As an enforcement and perhaps an awareness tool, citizen suits are deeply rooted in this nation’s environmental law principles. Indeed, many years ago these suits emphasized the need to protect natural resources and highlighted significant contamination issues, shaping the body of environmental law. Without doubt, overturning citizen suit provisions would disrupt the entire playing field for citizens and environmental groups, federal and state government, and industry.

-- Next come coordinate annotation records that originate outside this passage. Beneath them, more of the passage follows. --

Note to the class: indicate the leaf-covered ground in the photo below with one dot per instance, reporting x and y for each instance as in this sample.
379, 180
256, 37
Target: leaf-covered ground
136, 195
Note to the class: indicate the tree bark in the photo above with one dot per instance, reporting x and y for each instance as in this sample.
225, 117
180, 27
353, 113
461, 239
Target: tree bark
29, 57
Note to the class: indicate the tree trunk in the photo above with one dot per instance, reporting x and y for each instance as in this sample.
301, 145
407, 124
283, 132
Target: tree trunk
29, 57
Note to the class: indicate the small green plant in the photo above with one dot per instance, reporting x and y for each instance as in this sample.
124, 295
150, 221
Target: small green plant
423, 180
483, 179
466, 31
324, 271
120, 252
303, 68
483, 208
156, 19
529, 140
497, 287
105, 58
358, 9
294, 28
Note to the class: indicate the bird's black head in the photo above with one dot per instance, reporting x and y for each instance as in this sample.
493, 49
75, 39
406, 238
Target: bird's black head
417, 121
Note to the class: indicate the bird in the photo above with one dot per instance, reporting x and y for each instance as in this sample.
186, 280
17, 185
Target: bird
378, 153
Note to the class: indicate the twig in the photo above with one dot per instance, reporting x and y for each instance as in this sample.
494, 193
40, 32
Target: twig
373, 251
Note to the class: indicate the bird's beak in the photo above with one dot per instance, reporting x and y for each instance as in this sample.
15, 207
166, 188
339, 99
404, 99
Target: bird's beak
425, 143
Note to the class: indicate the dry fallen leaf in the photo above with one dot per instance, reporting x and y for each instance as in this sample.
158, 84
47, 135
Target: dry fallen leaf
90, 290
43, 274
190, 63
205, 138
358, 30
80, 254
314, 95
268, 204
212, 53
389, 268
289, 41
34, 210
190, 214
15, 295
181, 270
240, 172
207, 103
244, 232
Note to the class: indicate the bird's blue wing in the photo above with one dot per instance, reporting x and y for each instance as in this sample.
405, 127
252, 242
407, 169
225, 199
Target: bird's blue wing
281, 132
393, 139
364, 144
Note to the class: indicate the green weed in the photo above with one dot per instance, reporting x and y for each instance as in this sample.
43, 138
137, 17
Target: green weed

As expected, the Sierra Club defended the constitutionality of citizen suits in its opposition brief, articulating a position similar to what the district courts have found in the cited cases. Now the decision rests with the court, which may elect to bypass the arguments altogether, as they do not appear to be required to resolve the consent decree issue. Alternatively, as the amici hope, the court may elect to set in motion the precedential spiral upward to seek definitive guidance on the future of citizen suit provisions in environmental law.
 U.S. v. DTE Energy et al., case No. 2:10-cv-13101-BAF-RSW.
 See, e.g., N. Carolina Shellfish Growers Ass’n v. Holly Ridge Assoc., 200 F. Supp. 2d 551, 555–56 (E.D.N.C. 2001) (citing Davis v. Passman, 442 U.S. 228, 241 (1979)); U.S. v. Am. Elec. Power Serv. Corp., 137 F. Supp. 2d 1060, 1065 (S.D. Ohio 2001); Delaware Valley Toxics Coal. v. Kurz-Hastings Inc., 813 F. Supp. 1132, 1138 (E.D. Pa. 1993); Chesapeake Bay Found. Inc. v. Bethlehem Steel Corp., 652 F. Supp. 620, 622 (D. Md. 1987).
 See, e.g., Atl. States Legal Found. Inc. v. Universal Tool & Stamping Co., 735 F. Supp. 1404, 1419–20 (N.D. Ind. 1990); Nat. Res. Def. Council Inc. v. Outboard Marine Corp., 692 F. Supp. 801, 815-17 (N.D. Ill. 1988).
 See, e.g., Middlesex County Sewerage Authority v. National Sea Clammers Association, 453 U.S. 1 (1981).
 E.g., TVA v. Hill, 437 U.S. 153 (1978).